Illegal Repo Practices
The Washington Post has an interesting piece about the coming of big data to the auto repossession world. But of particular note is the end of the article, wherein the repo man profiled says that he will return ransom the defaulted borrower's personal goods found in the car back to the buyer for a $50 flat fee (with child car seats given back for free).
That's probably illegal. The auto lender's security interest extends only to the car, not to personalty that happens to be in the car (were it otherwise, it would violate the FTC Credit Practices Rule). So the repo man, as the lender's agent, holds that personalty in the car as a bailment; there's no security interest interest in it. The repo man can't simply destroy it or throw it away--that'd be conversion, and ransoming it back would seem to be some flavor of tort, making the repo many vulnerable to a trover action (for value) or replevin action (for the stuff itself), as well as a UDAP violation.
Now it's possible that there's contractual language in the loan agreement authorizing a storage and inventory fee or the like. But auto loan agreements aren't standardized and that language won't be in all agreements, so a blanket policy like the one described in the article surely isn't right.

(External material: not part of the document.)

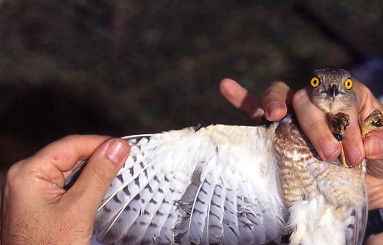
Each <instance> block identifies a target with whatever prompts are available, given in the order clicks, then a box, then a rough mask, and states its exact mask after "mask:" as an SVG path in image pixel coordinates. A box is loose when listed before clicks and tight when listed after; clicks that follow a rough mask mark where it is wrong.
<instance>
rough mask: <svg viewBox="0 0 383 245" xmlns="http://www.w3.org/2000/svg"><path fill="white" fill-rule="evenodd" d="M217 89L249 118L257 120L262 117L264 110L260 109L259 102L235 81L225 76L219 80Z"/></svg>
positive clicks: (254, 119) (240, 85)
mask: <svg viewBox="0 0 383 245" xmlns="http://www.w3.org/2000/svg"><path fill="white" fill-rule="evenodd" d="M219 89H220V91H221V94H222V95H223V96H224V97H225V98H226V99H227V100H228V101H229V102H230V103H231V104H232V105H233V106H234V107H235V108H237V109H239V110H241V111H242V112H243V113H245V115H246V116H248V117H249V118H251V119H253V120H256V121H259V120H260V119H261V118H262V117H263V115H264V111H263V110H262V109H261V107H260V105H259V103H258V102H257V101H256V100H255V99H254V97H253V96H251V95H250V94H249V92H248V91H247V90H246V89H245V88H244V87H242V86H241V85H239V84H238V83H237V82H236V81H234V80H232V79H230V78H225V79H223V80H222V81H221V83H220V85H219Z"/></svg>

As it happens state law in a handful of states (Connecticut, Florida, Maine) authorizes repo man storage fees, but I can't find anything like that in the Ohio Revised Code. So the repo's practice looks like it's illegal to me.
Whether or not anyone's going to litigate over this is another matter--Ohio's UDAP statute authorizes recovery of attorneys' fees, which changes the economics of litigation, and there are statutory damages of up to $5K, so with 25,500 repos last year alone there might be enough dollars at stake for a class action to make sense here (and the statute of limitations should cover more than that), but only if there's a defendant who can pay the damages. I doubt the repo company has the assets to do so, but perhaps the lenders are liable for the repo man's actions. And I suspect there are arbitration clauses on most auto loan agreements, so that will, at the very least, shield the lenders and perhaps also the repo man.